If you don't know anything about Sara Baartman, you may find Venus' Daughter – a new play by Meghan Swaby – hard to follow.

A quick primer then: In the early 19th century, Baartman, a Khoikhoi woman sold into slavery, was brought to London by a Scottish doctor and South African showman and exhibited half-naked in a cage as the "Hottentot Venus." The main fascination for white Europeans were her large, black buttocks.

Even after she died in poverty in France only halfway through her 20s, Baartman was kept on display. A French doctor dissected her body and pieces of it were exhibited at the Musée de l'Homme in Paris until 1974. Since Baartman's body was taken out of public view, theatre creators have regularly put it back there – this time with subversive or anti-colonialist aims.

In 1996, African-American playwright Suzan-Lori Parks had an off-Broadway hit with a play called Venus that fictionalized her story and gave her back some agency. Just two years ago, the white South African artist Brett Bailey controversially did the opposite with Exhibit B – a performance installation based on the 19th-century human zoo phenomenon that many felt too closely recreated the horrific practice. And now Baartman is back again in a new Canadian play premiered by the black theatre company Obsidian.

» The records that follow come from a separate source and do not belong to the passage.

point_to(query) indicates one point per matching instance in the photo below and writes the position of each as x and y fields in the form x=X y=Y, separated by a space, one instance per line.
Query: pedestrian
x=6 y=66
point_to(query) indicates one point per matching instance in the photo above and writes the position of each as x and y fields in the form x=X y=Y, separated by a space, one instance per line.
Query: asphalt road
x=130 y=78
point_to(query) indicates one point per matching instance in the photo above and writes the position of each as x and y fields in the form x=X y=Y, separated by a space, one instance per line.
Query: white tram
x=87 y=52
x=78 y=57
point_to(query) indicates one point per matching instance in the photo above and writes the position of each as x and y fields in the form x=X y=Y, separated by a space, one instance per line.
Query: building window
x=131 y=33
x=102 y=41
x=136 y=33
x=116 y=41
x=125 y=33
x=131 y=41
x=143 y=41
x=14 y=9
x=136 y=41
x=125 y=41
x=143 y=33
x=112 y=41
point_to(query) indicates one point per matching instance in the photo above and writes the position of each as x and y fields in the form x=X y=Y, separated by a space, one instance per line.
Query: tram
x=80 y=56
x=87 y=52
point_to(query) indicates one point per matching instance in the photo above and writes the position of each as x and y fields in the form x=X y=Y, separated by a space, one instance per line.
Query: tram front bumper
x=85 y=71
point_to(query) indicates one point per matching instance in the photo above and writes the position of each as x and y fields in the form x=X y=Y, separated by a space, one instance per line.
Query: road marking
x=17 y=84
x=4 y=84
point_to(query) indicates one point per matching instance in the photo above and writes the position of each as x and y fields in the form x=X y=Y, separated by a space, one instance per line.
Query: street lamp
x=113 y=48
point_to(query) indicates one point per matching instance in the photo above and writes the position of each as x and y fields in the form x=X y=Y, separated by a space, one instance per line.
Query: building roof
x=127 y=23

In Venus' Daughter, she appears as an ancestral spirit of sorts, who through "blackwomanmagic" helps a young Jamaican-Canadian woman named Denise learn to be more comfortable with her own body. We first meet Denise (played by the playwright herself) working at a lingerie store – where she serves a succession of women of various shapes, sizes and races (theatrically played by Akosua Amo-Adem and Kaleb Alexander) trying on undergarments.

Looking and thinking about women's bodies all day, Denise has lost all confidence in hers. As she disrobes in front of a mirror, she complains, "I feel small and massive at the same time." When her granny dies, Denise hops a plane back to Jamaica for the funeral – and this is where Baartman comes into the picture, visiting the Canadian in a moment of mid-flight turbulence and then, later, at length at the home of a family she barely knows.

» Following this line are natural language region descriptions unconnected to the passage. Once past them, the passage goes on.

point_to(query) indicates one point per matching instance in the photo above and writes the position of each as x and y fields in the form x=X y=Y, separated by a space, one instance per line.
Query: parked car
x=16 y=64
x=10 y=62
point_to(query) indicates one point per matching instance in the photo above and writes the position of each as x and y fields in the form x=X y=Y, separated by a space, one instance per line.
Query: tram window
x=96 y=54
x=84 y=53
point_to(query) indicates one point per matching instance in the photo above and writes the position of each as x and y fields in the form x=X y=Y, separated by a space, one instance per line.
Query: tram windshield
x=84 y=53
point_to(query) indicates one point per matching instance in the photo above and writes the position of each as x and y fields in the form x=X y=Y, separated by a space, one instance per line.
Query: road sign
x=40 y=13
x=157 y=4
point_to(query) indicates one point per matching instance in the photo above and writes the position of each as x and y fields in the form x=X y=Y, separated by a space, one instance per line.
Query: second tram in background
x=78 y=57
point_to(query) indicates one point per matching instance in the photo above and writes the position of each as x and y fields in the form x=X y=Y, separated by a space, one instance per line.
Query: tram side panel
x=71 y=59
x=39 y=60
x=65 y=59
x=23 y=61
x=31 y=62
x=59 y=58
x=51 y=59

Amo-Adem plays Baartman as a woman who has found positive power beyond the grave, while Alexander incarnates a parade of men who fetishized her and dehumanized her. Her story is told in snippets that prioritize poetic language rather than narrative clarity.

The scenes from Denise's life are lighter and livelier – and require less pre-existing knowledge to get. Her interactions with her Jamaican relatives were funny to me, and seemed like they were funnier for audience members more connected with that culture.

Again, the two other actors onstage are exceptional at creating characters who have an impact even in short appearances; Alexander is particularly enjoyable to watch as a nine-year-old Jamaican kid trying to hustle Denise, while Amo-Adem even manages to be moving in a brief appearance as Denise's mother.

Throughout, Swaby's play draws parallels between the cage that Baartman stood in to have her body judged by others – and the mirrors that Denise and black women stand before, judging themselves.

Two underwritten plays put together do not equal one satisfying whole one, unfortunately. And Denise's journey from insecurity to confidence is definitely less powerful than Baartman's story – in part, because Phil Akin's production is a kind of paradox. Denise speaks of her anxieties, but the performance of her by Swaby is actually a show of confidence. The production begins in a place of body-positivism, and we are simply left waiting for the play to catch up.

And yet, while the charts may have been invaded by a series of big-bottom-positive songs by women musicians in recent years – from Nicki Minaj's Anaconda to Jennifer Lopez's Booty to Meghan Trainor's All About That Bass – Swaby's play has an appeal in showing that there's still a long way to go in overcoming a history of negative imagery.

Venus' Daughter continues to Feb. 28 (obsidiantheatre.com).